The rules could be designed because there are two factors only. However, solving the problem becomes infeasible if more factors are added to the dataset. For example, could we design a set of rules that can accurately estimate the resale value given the following factors?

1. Mileage
2. Age
3. Maker and model
4. Year of manufacture
5. Horsepower
6. Transmission mode
7. Fuel type
8. Service records
9. Condition of interior
10. Condition of exterior
11. Accident history
12. Modification

The task of designing a robust set of rules is almost impossible. Even if it is possible, the task will be time-consuming, expensive and the model will be difficult to maintain. Note that normally, real-world datasets are of high dimensions, complex and noisy. In some cases, the data is unstructured e.g. image, time series and text which will increase the complexity of the system. For example, in the spam e-mail filter problem, the content of the e-mails needs to be analyzed and categorized into spam e-mail or non-spam email. One way to categorize the e-mails is to identify the words that can be considered as spam e.g. cash bonus, 100% free, extra income etc. in the e-mails. If any of the words are present, the e-mail is classified as spam e-mail. However, this method is not reliable and inaccurate because such e-mails may be spam to some users but others might find it be interesting. Human face recognition using a camera is another example which is infeasible to design the rules manually. To recognize human faces, the features of the faces such as the shape and/or size of nose, eyes and mouth need to be identified and extracted, and the combination of the features can inform us the person in the image. However, the number of feature combinations could thousands or even tens of thousands. Even if we can define all the rules, the combination may not be exhaustive which may lead to subpar performance.

Types of Machine Learning

In general, machine learning can be divided into three types: supervised learning, unsupervised learning and reinforcement learning. In supervised learning setting, the aim is to learn the mapping of the data (or the input) to the response of the data (or the output). For example, using the above scenario, given the CT scan images which is the data, we want to develop a mapping function (predictive model) that can do the mapping of the image to the image’s label which is either cancer or normal. Supervised learning works by searching for the optimal function among the many possible functions that best map between the inputs and output. This is done by making an assumption about the distribution of the data and fitting a function that best characterizes the data. Since the computer needs to learn the input-output mapping, each data in the dataset needs to be labeled. The labels allow the machine learning algorithm to guide its search for the optimal function.

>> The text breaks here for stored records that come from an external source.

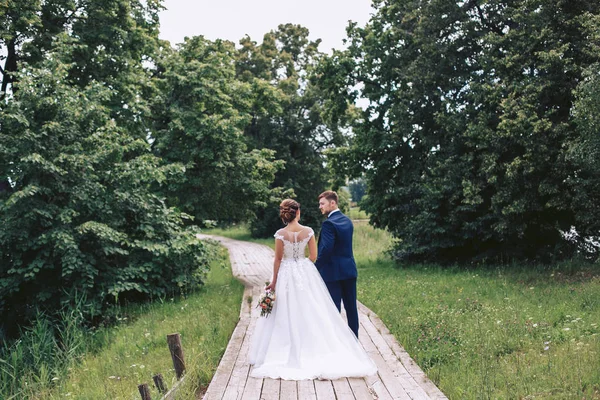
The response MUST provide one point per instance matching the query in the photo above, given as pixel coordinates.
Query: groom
(335, 260)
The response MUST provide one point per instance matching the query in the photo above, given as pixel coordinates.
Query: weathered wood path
(399, 377)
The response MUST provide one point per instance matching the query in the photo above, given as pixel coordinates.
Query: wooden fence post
(145, 391)
(174, 341)
(159, 383)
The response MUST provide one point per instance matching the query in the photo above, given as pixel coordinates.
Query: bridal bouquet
(265, 302)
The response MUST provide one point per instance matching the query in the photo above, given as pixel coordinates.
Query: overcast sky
(232, 19)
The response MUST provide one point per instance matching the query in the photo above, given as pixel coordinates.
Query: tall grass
(491, 332)
(109, 363)
(494, 332)
(43, 354)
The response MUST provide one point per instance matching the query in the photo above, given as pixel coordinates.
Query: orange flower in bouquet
(265, 302)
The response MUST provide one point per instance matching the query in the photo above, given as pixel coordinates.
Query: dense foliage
(81, 218)
(467, 138)
(199, 114)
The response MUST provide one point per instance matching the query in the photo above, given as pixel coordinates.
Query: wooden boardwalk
(398, 377)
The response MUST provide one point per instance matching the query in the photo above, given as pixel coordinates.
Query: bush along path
(398, 377)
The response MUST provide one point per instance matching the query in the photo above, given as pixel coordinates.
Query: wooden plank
(306, 390)
(374, 381)
(289, 390)
(218, 384)
(239, 376)
(409, 364)
(342, 389)
(398, 377)
(360, 389)
(271, 389)
(324, 390)
(392, 384)
(406, 380)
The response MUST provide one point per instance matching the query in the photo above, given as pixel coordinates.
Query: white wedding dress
(304, 337)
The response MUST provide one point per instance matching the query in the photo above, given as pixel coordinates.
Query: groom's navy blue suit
(336, 264)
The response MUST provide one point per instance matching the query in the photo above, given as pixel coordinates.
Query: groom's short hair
(329, 195)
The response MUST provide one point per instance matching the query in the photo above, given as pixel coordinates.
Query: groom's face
(326, 206)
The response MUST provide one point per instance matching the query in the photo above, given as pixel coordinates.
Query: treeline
(114, 145)
(478, 140)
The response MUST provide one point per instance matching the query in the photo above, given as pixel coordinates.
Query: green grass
(489, 333)
(132, 352)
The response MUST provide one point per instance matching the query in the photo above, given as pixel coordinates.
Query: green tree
(357, 189)
(465, 139)
(199, 114)
(585, 152)
(289, 116)
(116, 41)
(82, 216)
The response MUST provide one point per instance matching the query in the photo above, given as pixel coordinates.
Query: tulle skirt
(305, 337)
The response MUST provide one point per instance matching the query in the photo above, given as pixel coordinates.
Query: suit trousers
(345, 290)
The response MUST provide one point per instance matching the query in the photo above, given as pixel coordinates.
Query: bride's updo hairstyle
(288, 209)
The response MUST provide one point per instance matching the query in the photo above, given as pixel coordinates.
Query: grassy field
(119, 358)
(507, 332)
(490, 333)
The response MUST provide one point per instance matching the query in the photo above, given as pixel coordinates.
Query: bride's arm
(312, 249)
(276, 263)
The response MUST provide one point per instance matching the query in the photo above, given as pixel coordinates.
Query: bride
(305, 337)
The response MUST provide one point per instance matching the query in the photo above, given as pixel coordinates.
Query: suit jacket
(335, 260)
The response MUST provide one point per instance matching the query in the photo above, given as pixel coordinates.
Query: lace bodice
(294, 243)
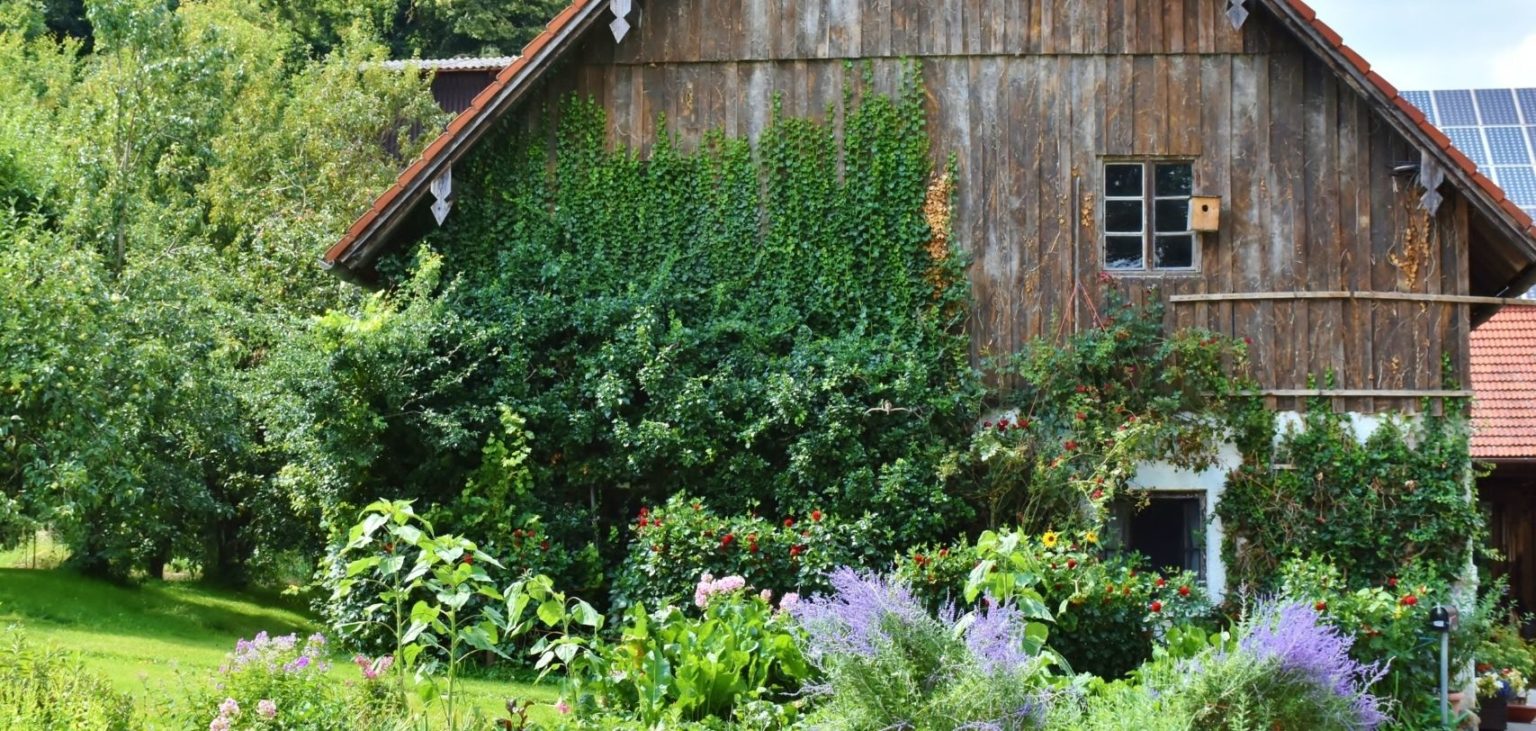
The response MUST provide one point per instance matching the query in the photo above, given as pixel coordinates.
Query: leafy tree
(180, 178)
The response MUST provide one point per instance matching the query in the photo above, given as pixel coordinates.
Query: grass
(140, 638)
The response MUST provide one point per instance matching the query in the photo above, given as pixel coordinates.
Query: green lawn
(140, 636)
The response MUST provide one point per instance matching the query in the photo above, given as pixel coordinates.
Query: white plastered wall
(1161, 476)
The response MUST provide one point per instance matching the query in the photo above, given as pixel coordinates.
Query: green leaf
(552, 611)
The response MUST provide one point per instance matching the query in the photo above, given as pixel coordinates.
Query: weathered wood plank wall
(1031, 95)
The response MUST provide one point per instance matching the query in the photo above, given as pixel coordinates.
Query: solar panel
(1496, 106)
(1496, 128)
(1469, 140)
(1507, 146)
(1527, 103)
(1455, 109)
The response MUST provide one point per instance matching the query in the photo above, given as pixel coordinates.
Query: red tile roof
(1504, 378)
(395, 203)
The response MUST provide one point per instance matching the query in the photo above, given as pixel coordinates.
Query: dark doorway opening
(1169, 530)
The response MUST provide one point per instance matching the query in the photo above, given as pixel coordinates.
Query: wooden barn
(1504, 416)
(1232, 154)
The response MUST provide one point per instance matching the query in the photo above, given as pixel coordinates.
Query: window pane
(1123, 252)
(1175, 180)
(1175, 252)
(1171, 217)
(1123, 217)
(1122, 180)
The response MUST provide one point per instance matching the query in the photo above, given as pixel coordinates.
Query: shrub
(675, 665)
(1287, 670)
(1335, 495)
(1105, 610)
(891, 664)
(1390, 627)
(45, 690)
(675, 542)
(281, 684)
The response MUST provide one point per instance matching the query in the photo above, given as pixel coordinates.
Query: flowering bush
(675, 542)
(1286, 671)
(1103, 611)
(888, 662)
(45, 690)
(1390, 627)
(679, 665)
(1501, 684)
(281, 684)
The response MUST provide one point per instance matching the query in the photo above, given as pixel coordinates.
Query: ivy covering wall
(767, 327)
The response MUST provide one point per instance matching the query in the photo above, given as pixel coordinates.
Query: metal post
(1446, 681)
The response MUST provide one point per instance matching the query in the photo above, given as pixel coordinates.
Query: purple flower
(857, 616)
(1292, 636)
(996, 638)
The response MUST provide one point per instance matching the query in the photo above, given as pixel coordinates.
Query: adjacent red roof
(1504, 378)
(372, 231)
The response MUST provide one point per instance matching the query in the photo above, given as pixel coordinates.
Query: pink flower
(788, 601)
(708, 587)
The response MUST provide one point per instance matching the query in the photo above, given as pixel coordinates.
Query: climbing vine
(768, 326)
(1401, 496)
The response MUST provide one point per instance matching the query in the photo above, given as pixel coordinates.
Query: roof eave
(1502, 215)
(354, 255)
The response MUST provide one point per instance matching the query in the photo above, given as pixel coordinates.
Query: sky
(1440, 43)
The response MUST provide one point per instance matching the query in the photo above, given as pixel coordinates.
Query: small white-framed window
(1146, 217)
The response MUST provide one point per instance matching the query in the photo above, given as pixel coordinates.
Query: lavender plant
(888, 662)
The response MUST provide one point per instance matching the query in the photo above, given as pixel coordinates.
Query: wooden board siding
(1031, 95)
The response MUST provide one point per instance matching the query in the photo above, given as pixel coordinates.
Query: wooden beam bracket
(1381, 297)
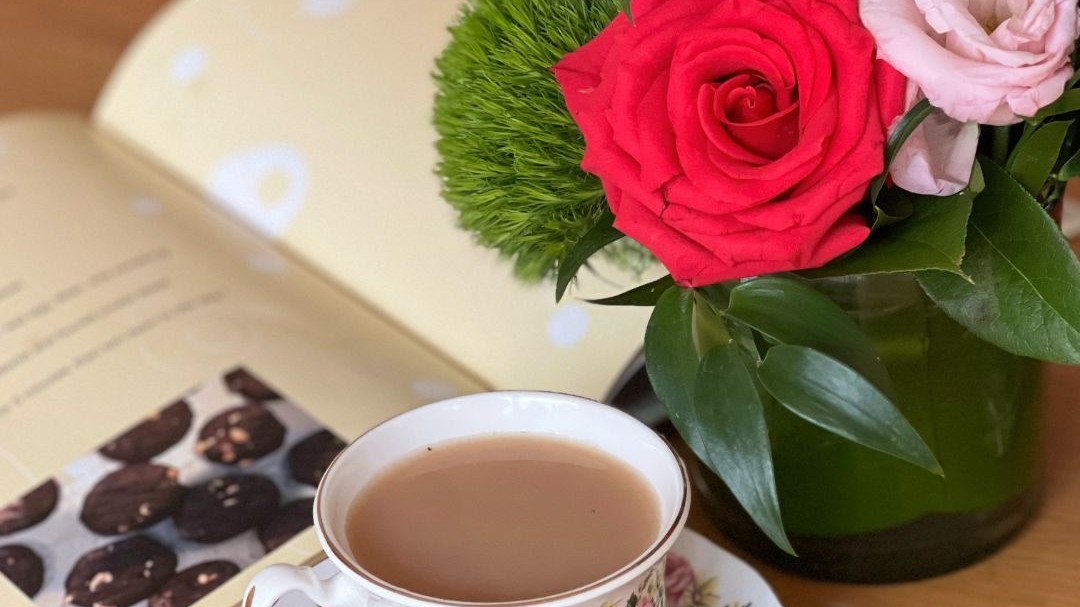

In unsupervised learning setting, the label of the data is unavailable. Since the dataset is unlabeled, it is more widely and easily applicable than supervised learning. Data labeling is time-consuming, expensive and requires human experts. The goal of unsupervised learning is to find interesting patterns in the data and group the data into clusters. Typically, the grouping is performed based on the similarity of the data to each other. For example, given a dataset about customers, the clustering analysis of the customers could be based on their shopping behavior such as the kind of products that have been purchased, the average expenses and the average quantity per order. The outcome of the clustering analysis could be used for a targeted marketing campaign or to improve customer service operations.

Reinforcement learning is a type of machine learning that is less commonly used. It is an approach that allows computers to learn based on occasional reward and punishment. For example, consider a robot is learning to navigate through an environment to reach a destination. The robot explores the environment, and while exploring it might hit some obstacles and learn to avoid them. The process of learning is performed by rewarding the robot if it can avoid the obstacles and vice versa.

References

[1] T. M. Mitchell, Machine Learning, 1st edition. New York: McGraw-Hill Education, 1997.